Where it is still less convenient than Tailscale
Not a total equal. Four areas where the commercial platform remains better:
- SSO integration. Tailscale wires up Okta, Google Workspace, Entra or GitHub with a wizard; Headscale requires manual OpenID Connect setup.
- Funnel. No equivalent to the service exposing internal services to the internet with automatic TLS.
- Analytics and audit. Headscale exposes Prometheus metrics and structured logs, but you must build the equivalent dashboard yourself.
- Support. No SLA; active repo issues and a reasonable community, but no commercial ticket.
My read
For a technical team that already self-hosts and is comfortable with PostgreSQL, a reverse proxy and automated TLS, Headscale in 2025 is a serious alternative without a big asterisk. It is especially useful when compliance requires full control-plane ownership, or when subscription cost is hard to justify.
Where I would stay on commercial Tailscale is in companies where team time costs more than the subscription, where SSO and Funnel are daily business, and where there is budget to outsource the operation. The choice is not ideological, it is operational.
The combination of containerd 2.0 in production with Headscale’s network segmentation forms a coherent isolation stack for small multi-tenant environments.

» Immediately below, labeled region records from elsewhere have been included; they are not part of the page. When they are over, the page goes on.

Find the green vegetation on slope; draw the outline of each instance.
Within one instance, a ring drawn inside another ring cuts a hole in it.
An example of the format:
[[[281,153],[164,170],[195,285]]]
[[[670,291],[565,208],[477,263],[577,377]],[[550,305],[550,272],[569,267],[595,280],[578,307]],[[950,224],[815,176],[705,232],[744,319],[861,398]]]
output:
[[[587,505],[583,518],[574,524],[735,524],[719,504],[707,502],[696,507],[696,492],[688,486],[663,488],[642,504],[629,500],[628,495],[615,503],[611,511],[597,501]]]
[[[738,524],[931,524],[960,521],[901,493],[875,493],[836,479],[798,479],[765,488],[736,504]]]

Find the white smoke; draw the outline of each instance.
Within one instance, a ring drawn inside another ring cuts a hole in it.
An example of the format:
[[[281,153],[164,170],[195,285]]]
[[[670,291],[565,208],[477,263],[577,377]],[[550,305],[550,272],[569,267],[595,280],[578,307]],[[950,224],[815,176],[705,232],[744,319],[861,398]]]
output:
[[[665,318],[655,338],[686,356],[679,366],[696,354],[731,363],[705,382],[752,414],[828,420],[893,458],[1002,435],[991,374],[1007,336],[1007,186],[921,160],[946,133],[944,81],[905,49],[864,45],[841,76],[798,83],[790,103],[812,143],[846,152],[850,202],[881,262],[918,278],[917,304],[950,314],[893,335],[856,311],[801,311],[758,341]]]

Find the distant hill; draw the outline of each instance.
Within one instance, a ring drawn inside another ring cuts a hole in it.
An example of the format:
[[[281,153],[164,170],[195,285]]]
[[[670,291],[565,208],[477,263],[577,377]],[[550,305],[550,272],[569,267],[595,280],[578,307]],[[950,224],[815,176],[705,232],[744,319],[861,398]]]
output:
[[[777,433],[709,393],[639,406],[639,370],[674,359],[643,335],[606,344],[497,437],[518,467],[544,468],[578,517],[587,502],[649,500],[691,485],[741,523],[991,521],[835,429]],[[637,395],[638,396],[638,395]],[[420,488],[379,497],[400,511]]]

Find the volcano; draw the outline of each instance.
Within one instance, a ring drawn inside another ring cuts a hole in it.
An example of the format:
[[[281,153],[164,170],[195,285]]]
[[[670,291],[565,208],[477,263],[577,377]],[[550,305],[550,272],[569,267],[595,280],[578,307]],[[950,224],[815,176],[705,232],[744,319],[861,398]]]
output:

Frequently asked questions
What is Headscale and how is it different from Tailscale?
Headscale is an open-source, self-hostable reimplementation of Tailscale’s coordination server. It uses the same official Tailscale clients, but you control the control server yourself. Tailscale is the SaaS service; Headscale is the sovereign alternative.
Can I use official Tailscale clients with Headscale?
Yes. Tailscale clients for Linux, macOS, Windows, iOS, and Android can point to a Headscale server. You just need to change the login server URL during authentication.
How many nodes does Headscale support?
Headscale has no fixed limit and works well for networks of tens to hundreds of nodes. For very large corporate networks, scalability is still maturing compared to Tailscale’s infrastructure.